You can find out about Stonewall Farms many programs on there web site .You'll find that the farm is about a lot more than just horses and sleds

Goat, Sap Gathering Contest, Keene, New Hampshire, Stonewall Farm,

Jeffrey Newcomer

Sunday, April 10, 2011

Searching for the Light

Yesterday the weather finally began to feel like spring. It was great to be able to open up the windows, install some screens and start airing out the winter dank. It was also a day spent trying to get a single picture in the best light. In the morning, Nelly (The dog of infinite patience) and I headed out on our usual Saturday morning rounds, visiting the Post Office, bank and dump, and then, also as usual, we  did the morning rounds of some of my favorite photography sites. Living in Chesterfield, I don't have to go far to sample wonderful examples of classic New England landscapes. Yesterday my tour took me by one of my favorite local working farms. The maple sugaring season is winding down here, but this farm still had the buckets up along the road leading to the barn and house. I've explored these views before, but I found an angle that really drew my eye. The trouble was that the sky was clear, the sun was warm and the light was horrible. The scene was nothing but starkly brilliant highlights and impenetrably dark shadows. I knew I should have just walked away, but I couldn't resist exploring different angles for future use. There was an interesting shadow coming at me in the foreground to play with, but my overwhelming thought was that I had to come back when the light was better. I hoped that, if the clouds didn't take over, I could catch this scene bathed in the warm, glowing light just before sunset.

For the rest of the day I kept watching the sky for the first signs of the "Golden Hour" and prayed that the clouds would stay away. Sadly it is an axiom of New England Weather that if it is sunny in the morning it will be cloudy in the afternoon. Things were not looking good, but, shortly before 5pm, I decided that I couldn't wait any long. Since the farm sits high on a ridge, I was hoping that the sun would be poking through.

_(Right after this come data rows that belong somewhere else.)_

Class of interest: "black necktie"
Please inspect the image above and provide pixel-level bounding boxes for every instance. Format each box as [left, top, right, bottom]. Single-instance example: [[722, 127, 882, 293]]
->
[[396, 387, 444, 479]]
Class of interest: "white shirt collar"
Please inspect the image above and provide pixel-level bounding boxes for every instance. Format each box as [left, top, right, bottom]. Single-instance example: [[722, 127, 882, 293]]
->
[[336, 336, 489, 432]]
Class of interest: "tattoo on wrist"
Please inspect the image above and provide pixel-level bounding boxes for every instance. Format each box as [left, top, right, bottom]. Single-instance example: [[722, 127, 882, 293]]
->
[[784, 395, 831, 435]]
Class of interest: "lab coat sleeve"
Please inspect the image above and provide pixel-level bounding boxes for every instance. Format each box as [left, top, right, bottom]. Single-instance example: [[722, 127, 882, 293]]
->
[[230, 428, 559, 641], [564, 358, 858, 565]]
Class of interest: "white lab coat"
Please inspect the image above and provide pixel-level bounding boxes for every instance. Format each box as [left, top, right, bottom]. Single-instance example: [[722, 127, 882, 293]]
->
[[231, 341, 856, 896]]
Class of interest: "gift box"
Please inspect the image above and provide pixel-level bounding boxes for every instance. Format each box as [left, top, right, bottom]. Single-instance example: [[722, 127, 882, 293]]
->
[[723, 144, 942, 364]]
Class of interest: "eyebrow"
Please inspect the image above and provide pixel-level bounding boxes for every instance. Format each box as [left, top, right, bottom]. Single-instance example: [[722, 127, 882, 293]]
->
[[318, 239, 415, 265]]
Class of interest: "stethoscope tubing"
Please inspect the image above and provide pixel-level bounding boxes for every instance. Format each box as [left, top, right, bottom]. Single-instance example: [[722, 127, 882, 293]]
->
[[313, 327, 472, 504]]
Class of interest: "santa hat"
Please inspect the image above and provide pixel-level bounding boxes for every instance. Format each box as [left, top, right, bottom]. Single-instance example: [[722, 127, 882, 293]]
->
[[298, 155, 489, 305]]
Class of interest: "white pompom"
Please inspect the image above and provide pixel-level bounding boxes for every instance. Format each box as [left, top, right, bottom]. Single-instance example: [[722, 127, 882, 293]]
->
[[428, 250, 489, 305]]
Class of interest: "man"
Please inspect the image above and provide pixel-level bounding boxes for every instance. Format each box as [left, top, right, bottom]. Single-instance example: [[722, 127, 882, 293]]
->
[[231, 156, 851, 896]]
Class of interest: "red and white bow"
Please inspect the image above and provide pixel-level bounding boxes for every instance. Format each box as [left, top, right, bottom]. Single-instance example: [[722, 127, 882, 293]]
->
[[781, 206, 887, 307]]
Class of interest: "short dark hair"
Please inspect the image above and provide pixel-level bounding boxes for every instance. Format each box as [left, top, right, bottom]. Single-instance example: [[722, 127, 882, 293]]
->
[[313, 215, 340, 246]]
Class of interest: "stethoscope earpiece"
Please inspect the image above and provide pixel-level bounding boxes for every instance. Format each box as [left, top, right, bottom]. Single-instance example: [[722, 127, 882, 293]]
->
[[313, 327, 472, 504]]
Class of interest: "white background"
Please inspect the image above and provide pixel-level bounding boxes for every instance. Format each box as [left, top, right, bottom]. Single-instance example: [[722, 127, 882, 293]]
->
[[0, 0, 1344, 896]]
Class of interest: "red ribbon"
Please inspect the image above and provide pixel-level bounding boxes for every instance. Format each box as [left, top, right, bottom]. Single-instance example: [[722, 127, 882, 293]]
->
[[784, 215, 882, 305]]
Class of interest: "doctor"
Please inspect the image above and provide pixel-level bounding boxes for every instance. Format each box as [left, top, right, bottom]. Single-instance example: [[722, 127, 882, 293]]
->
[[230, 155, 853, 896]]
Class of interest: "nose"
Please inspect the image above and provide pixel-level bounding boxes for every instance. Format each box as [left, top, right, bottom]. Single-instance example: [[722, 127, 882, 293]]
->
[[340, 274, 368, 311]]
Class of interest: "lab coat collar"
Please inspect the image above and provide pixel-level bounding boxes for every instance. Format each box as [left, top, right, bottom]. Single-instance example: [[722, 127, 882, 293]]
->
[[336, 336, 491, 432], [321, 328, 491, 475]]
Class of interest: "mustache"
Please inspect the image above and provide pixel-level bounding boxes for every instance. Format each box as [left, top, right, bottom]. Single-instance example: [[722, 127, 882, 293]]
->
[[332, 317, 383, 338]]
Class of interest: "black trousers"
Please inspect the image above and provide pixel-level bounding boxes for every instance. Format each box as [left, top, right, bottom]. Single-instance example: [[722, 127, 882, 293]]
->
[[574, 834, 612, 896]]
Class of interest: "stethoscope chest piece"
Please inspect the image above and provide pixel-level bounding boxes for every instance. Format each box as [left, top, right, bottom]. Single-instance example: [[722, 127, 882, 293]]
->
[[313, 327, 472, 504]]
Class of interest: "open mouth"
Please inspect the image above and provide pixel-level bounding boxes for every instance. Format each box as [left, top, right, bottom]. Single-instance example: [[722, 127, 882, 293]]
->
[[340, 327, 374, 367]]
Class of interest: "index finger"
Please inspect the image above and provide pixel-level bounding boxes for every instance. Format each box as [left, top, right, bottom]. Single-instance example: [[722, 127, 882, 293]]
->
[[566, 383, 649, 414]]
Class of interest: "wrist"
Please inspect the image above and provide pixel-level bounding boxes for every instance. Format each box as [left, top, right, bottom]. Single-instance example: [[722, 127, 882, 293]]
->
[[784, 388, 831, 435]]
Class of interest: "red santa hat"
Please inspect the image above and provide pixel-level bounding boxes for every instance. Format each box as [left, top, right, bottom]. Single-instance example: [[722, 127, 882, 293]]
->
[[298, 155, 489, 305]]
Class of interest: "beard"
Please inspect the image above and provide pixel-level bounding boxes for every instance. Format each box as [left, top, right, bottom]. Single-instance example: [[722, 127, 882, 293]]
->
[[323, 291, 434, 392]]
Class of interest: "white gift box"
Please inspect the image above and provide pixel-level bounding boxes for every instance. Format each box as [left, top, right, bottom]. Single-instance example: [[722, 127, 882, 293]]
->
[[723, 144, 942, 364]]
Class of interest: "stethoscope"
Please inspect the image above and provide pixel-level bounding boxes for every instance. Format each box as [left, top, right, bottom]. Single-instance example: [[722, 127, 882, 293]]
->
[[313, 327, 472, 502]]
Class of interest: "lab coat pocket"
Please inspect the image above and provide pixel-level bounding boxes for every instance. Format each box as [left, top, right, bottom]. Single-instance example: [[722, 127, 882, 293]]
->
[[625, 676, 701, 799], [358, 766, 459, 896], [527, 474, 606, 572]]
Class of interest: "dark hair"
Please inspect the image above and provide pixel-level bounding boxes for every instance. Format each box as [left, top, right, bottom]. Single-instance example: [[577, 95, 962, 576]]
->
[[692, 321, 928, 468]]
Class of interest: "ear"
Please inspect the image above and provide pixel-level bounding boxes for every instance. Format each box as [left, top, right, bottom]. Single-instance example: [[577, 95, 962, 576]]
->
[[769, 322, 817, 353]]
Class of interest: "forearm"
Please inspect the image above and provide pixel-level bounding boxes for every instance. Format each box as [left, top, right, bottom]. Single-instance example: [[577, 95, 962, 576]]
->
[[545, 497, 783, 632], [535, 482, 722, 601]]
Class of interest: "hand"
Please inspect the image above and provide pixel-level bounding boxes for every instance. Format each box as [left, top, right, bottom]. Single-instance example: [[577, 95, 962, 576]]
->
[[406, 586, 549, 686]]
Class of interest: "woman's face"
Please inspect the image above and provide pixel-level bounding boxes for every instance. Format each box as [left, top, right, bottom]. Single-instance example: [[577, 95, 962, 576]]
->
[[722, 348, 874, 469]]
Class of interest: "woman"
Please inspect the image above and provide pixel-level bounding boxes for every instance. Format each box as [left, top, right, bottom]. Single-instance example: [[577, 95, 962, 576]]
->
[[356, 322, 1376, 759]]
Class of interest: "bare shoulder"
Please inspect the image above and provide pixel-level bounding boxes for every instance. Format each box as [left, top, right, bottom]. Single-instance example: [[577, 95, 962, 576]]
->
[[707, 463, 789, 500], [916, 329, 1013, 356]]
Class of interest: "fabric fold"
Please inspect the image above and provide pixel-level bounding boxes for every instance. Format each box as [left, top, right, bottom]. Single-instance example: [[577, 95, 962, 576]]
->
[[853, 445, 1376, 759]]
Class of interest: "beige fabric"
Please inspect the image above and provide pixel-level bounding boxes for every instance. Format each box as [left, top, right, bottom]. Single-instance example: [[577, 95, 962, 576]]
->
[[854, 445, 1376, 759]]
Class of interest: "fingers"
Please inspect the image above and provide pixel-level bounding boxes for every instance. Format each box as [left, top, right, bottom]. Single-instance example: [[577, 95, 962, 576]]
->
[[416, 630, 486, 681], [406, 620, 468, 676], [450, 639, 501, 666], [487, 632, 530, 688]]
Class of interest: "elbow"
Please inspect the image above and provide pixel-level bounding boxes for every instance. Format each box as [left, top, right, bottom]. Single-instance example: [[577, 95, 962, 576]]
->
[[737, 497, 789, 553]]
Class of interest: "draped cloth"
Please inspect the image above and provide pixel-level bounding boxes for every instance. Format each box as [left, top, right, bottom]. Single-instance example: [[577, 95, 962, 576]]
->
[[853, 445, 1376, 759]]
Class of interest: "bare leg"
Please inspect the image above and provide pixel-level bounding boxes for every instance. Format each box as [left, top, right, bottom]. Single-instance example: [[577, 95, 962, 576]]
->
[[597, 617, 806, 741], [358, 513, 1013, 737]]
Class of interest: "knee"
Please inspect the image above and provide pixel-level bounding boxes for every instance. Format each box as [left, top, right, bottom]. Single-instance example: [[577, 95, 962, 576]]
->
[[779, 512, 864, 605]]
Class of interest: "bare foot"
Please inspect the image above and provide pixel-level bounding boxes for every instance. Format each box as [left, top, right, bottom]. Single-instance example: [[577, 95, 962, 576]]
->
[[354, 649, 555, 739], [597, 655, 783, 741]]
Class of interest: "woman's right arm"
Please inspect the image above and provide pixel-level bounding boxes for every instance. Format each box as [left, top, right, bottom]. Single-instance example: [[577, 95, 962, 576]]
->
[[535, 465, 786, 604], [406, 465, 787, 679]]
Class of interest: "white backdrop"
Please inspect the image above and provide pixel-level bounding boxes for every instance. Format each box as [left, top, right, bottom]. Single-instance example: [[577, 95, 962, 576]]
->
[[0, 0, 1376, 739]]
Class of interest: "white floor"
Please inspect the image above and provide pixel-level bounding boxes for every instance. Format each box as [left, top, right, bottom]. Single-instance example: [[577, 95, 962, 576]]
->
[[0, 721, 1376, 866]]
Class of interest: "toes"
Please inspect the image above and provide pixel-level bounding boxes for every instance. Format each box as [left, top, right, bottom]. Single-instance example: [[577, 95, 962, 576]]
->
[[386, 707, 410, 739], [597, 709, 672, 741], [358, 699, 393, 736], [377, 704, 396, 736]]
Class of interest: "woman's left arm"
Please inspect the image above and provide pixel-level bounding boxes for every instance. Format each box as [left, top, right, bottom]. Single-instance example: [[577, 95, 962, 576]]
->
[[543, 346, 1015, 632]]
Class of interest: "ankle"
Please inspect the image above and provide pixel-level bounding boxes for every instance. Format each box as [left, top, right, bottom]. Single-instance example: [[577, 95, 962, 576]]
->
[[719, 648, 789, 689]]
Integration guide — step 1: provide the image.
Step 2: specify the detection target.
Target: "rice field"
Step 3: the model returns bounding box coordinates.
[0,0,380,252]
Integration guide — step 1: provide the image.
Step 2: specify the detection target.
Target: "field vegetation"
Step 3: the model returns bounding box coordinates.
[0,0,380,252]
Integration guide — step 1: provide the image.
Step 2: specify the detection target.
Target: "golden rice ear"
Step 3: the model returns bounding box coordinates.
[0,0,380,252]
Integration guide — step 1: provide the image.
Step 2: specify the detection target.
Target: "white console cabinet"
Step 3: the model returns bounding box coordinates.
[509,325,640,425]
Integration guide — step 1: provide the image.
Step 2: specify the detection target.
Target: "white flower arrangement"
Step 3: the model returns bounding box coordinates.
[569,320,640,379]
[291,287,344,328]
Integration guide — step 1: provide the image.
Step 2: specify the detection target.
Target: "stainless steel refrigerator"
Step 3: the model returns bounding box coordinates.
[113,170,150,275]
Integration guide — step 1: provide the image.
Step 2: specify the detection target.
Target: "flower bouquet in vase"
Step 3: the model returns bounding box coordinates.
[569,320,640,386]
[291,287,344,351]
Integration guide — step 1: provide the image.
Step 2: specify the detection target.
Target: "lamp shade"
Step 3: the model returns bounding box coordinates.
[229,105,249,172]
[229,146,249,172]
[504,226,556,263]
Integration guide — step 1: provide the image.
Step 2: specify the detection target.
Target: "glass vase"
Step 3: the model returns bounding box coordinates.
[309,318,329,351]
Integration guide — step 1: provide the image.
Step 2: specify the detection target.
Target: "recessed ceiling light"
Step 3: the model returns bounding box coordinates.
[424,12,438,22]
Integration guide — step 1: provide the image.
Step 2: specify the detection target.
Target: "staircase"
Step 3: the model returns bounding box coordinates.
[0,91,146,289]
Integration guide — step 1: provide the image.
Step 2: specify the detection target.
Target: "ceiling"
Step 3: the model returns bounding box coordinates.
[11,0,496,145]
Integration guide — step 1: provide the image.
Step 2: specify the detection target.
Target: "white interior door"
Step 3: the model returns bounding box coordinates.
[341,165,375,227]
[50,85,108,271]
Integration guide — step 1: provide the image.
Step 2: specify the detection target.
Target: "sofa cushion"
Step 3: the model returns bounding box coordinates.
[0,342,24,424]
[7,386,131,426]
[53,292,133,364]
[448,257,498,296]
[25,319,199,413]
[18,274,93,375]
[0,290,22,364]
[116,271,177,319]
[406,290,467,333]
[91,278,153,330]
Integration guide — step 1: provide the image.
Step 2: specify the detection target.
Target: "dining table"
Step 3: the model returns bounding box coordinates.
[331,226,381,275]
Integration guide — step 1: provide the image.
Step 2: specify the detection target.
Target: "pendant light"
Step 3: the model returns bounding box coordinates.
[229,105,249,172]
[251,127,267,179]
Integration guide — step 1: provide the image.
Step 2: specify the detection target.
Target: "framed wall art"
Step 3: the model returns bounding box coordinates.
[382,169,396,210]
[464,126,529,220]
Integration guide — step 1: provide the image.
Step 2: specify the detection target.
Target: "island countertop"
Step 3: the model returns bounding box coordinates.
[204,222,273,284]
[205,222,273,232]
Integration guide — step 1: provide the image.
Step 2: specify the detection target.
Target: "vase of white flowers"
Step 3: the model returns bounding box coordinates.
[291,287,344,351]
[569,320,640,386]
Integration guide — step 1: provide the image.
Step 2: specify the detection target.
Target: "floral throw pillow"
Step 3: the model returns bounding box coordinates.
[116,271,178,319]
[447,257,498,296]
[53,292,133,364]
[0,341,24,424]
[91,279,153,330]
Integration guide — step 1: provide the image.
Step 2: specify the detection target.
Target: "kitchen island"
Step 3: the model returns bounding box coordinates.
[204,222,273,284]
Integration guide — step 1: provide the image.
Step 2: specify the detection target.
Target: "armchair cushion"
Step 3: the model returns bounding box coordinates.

The light was much softer than in the morning, but the warmth was muted by milky clouds in the west. I grabbed a few shots, but as I scanned the sky it was obvious that conditions were not going to improve. I couldn't see any hope for even a sliver of an opening to spotlight the scene. On the way home I consoled myself with the possibility of better luck on another day, although I wasn't sure how much longer the buckets would stay in place.

After I had unloaded the car and planted Nelly on the "towel" side of the couch, I took one last look outside. I noticed to my horror and excitement that the sun was brightly illuminating the church across the village. I threw my camera back in the car and flew out of the driveway. On the way back to the farm I found myself behind a plodding Mini Van. I could feel the moment slipping away and as expected by the time I slammed on the brakes and leaped out of the car the sun was drifting behind another merciless cloud. Still the light was a bit warmer and I grabbed more exposures from the same locations.  But this time I wasn't leaving. I settled down on the dry grass on the bank and waited for the sun, or darkness, whichever came first. After about ten minutes the sun was approaching the horizon, but there seemed to be the possibility of a thin break in the clouds. The light began to warm, first slowly, but then it exploded. The "Golden Hour" turned out to be a "Golden" three minutes and I grabbed shots as fast as I could.

By the time the day faded I found that I had taken more than 80 exposures from the same spot during four separate visits. It is common for me to go back many times to favorite locations in the region, sampling all seasons and lighting, but seldom has the search for the right light been compressed into such a short period of time. I ended up with a nice photograph and an even nicer way to demonstrate how searching for the right light can make all the difference.

And sometimes you get a nice bonus sunset on the way home.